Locazione: come può tutelarsi il locatore quando non ha interesse a rinnovare il contratto di locazione e teme che l’invio della disdetta a mezzo raccomandata non sia sufficiente affinché il conduttore rilasci spontaneamente l’immobile?
Tutela anticipata del locatore che non intende rinnovare il contratto di locazione alla sua naturale scadenza.
In generale, fatta eccezione per l’ipotesi di prima scadenza dei contratti di locazione, che segue regole particolari, per le scadenze successive (es. nel contratto di locazione a uso abitativo 4+4, alla seconda scadenza) il contratto si rinnova tacitamente alle medesime condizioni, fatta salva la diversa volontà manifestata dalle parti.
Pertanto, se il locatore non ha interesse a rinnovare il contratto (alla seconda scadenza contrattuale), egli sarà tenuto a comunicare formalmente la disdetta del contratto al conduttore, mediante l’invio di una raccomandata a.r. nei termini di legge.
Talvolta però tale raccomandata potrebbe non risultare sufficiente e il locatore potrebbe ragionevolmente temere che il conduttore, nonostante la comunicata disdetta, alla scadenza fissata nel contratto di locazione non rilasci spontaneamente l’immobile e continui a occuparlo senza titolo!

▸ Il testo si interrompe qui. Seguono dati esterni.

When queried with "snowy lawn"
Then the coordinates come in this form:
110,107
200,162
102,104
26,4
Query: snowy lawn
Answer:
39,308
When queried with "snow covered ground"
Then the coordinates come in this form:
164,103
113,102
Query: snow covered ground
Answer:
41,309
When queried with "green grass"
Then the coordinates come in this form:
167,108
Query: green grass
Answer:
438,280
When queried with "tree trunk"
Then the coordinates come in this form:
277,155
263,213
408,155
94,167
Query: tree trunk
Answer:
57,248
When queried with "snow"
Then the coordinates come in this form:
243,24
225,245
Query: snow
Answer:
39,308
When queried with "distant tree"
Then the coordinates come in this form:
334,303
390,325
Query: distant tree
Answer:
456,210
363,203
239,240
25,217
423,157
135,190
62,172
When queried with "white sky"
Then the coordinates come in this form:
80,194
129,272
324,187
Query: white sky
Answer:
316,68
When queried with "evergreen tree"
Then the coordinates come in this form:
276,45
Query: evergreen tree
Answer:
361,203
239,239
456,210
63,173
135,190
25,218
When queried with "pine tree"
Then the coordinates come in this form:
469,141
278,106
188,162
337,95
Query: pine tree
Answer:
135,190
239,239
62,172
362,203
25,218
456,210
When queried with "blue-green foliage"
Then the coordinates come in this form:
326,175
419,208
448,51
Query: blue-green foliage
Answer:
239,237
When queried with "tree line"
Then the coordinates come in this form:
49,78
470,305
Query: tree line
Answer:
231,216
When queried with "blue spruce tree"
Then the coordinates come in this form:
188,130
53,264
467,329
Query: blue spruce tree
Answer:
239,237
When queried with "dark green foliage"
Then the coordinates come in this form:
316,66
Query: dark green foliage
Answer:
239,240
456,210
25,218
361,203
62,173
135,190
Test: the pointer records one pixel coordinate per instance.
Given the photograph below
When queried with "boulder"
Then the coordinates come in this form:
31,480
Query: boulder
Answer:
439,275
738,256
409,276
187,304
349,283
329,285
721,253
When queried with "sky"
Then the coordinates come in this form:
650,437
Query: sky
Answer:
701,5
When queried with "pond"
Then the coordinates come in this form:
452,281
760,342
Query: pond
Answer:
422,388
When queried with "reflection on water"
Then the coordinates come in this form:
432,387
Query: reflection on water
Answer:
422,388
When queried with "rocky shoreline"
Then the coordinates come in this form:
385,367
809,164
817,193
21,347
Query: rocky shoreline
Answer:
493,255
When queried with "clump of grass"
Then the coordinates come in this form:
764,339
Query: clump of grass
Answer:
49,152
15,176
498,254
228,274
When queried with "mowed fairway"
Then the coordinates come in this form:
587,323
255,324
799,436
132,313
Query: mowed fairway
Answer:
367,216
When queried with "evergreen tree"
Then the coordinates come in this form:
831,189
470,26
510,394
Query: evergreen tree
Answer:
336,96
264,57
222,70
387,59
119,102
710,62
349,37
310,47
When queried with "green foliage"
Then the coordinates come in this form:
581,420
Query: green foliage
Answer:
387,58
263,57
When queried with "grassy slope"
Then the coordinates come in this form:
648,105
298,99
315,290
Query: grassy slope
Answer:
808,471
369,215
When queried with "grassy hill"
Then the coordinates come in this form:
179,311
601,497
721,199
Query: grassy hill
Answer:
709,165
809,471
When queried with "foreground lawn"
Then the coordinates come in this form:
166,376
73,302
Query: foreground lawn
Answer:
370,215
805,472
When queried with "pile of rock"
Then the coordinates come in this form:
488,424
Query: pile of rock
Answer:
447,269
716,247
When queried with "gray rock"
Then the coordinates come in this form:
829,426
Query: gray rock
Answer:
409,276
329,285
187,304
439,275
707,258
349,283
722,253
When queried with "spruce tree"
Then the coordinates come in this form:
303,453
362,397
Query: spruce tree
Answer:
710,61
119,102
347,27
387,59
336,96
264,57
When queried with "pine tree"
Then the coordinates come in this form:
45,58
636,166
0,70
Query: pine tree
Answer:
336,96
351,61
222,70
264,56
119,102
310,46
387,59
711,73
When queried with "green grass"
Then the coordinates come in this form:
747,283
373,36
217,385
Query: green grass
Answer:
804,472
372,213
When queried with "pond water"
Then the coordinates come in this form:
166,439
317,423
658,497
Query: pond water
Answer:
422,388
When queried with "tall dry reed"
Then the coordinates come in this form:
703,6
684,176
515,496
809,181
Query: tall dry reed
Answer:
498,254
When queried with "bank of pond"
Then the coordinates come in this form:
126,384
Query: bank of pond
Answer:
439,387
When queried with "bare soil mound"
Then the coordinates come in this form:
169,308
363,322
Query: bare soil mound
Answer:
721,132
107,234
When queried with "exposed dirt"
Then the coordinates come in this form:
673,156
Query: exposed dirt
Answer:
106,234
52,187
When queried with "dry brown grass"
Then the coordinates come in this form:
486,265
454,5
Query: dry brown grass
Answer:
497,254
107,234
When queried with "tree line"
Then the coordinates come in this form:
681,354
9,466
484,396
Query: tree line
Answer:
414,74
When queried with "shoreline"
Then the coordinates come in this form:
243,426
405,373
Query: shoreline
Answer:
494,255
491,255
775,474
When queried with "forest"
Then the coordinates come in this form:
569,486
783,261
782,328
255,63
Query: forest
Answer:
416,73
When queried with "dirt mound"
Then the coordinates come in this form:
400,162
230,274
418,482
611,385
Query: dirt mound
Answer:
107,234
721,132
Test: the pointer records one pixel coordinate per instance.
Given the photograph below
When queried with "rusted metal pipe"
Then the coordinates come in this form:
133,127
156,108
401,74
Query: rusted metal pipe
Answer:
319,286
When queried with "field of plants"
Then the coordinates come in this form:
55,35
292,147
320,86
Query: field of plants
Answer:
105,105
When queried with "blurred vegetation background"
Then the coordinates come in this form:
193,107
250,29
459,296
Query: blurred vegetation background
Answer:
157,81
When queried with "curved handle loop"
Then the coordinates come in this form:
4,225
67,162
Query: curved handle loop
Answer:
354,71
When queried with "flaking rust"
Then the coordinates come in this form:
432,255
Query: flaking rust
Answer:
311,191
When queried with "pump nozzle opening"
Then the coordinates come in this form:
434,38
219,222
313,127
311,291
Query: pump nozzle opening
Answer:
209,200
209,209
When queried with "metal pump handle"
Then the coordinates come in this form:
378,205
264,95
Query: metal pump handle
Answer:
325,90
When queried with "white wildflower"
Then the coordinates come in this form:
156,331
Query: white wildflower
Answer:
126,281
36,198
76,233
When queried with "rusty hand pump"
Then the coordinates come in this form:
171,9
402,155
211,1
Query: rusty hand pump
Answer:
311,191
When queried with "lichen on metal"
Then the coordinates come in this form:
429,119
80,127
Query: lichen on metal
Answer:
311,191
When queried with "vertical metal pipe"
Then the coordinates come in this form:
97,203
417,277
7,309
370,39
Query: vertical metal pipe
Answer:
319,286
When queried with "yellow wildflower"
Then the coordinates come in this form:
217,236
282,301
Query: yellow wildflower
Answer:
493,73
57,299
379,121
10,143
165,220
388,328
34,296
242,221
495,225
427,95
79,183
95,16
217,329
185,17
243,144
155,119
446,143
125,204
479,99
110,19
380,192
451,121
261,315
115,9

Per tale specifica ipotesi il legislatore ha previsto uno strumento in favore del locatore, che gli permette di attivarsi con anticipo rispetto alla scadenza contrattuale, al fine di premunirsi di un titolo da azionare nei confronti del conduttore che non dovesse rilasciare l’immobile alla scadenza contrattuale.
Tale strumento, che costituisce un’eccezionale forma di condanna in futuro, è la c.d. “intimazione di licenza per finita locazione”, disciplinata dall’art. 657, co. 1 c.p.c.
Si tratta di un’azione che, come detto, può essere promossa dal locatore prima della scadenza del contratto di locazione, con cui si chiede al Giudice del Tribunale del luogo in cui si trova l’immobile locato di emettere un provvedimento esecutivo, con efficacia futura, ovvero un titolo per l’esecuzione forzata dell’obbligo di rilascio, da poter azionare allo spirare del termine del contratto di locazione nei confronti del conduttore che ometta di rilasciare spontaneamente l’immobile.
La convenienza di azionare questo procedimento è evidente: agire in anticipo rispetto alla scadenza contrattuale permette al locatore di contrarre le tempistiche e riavere il possesso dell’immobile più velocemente, rispetto all’ipotesi in cui egli si attivasse solo dopo la scadenza naturale del contratto di locazione.